In Colorado, Pam Reach, CEO of Rare Dankness Industries and the Denver dispensary House of Dankness, says much the same. The story is one of supply chain management and self-awareness. As long as internal safeguards and communication channels are in place, then the public health education part of this story will run smoothly. She says that the company has avoided third-party cannabis vape cartridges for just this sort of reason.

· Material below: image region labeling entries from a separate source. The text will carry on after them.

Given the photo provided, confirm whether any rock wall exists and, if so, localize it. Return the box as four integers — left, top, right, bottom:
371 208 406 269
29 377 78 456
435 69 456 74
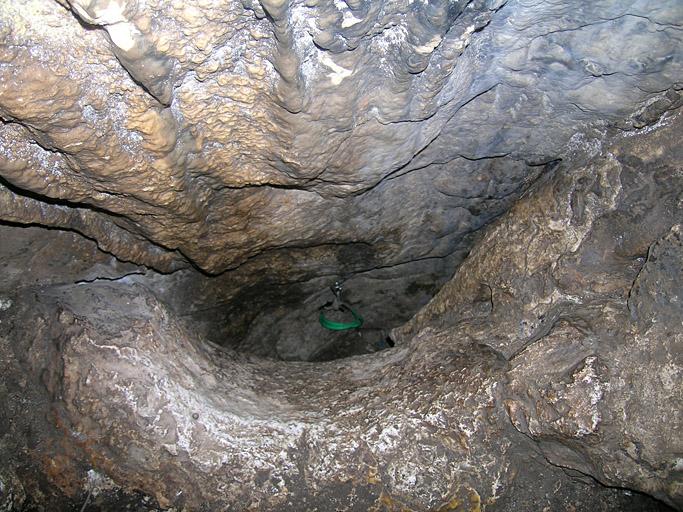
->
0 109 683 511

“We don’t carry a lot of cartridge-based vape products, since we don’t produce them ourselves,” Reach says. “We prefer to do everything in-house and, at the moment, we don’t have the ability to produce more than a handful of carts manually per month. We cannot control the quality of the cartridge done through a third party, which places our brand reputation at risk. We’ve basically stopped using third-party producers due to poor quality production when compared to our small batch in-house production and their choice to use cheap cartridges with high ‘failure to ignite’ [rates] and low-quality coils. We have seen an uptick in flower sales, but it coincided with our change in nutrients rather than the vape scare.”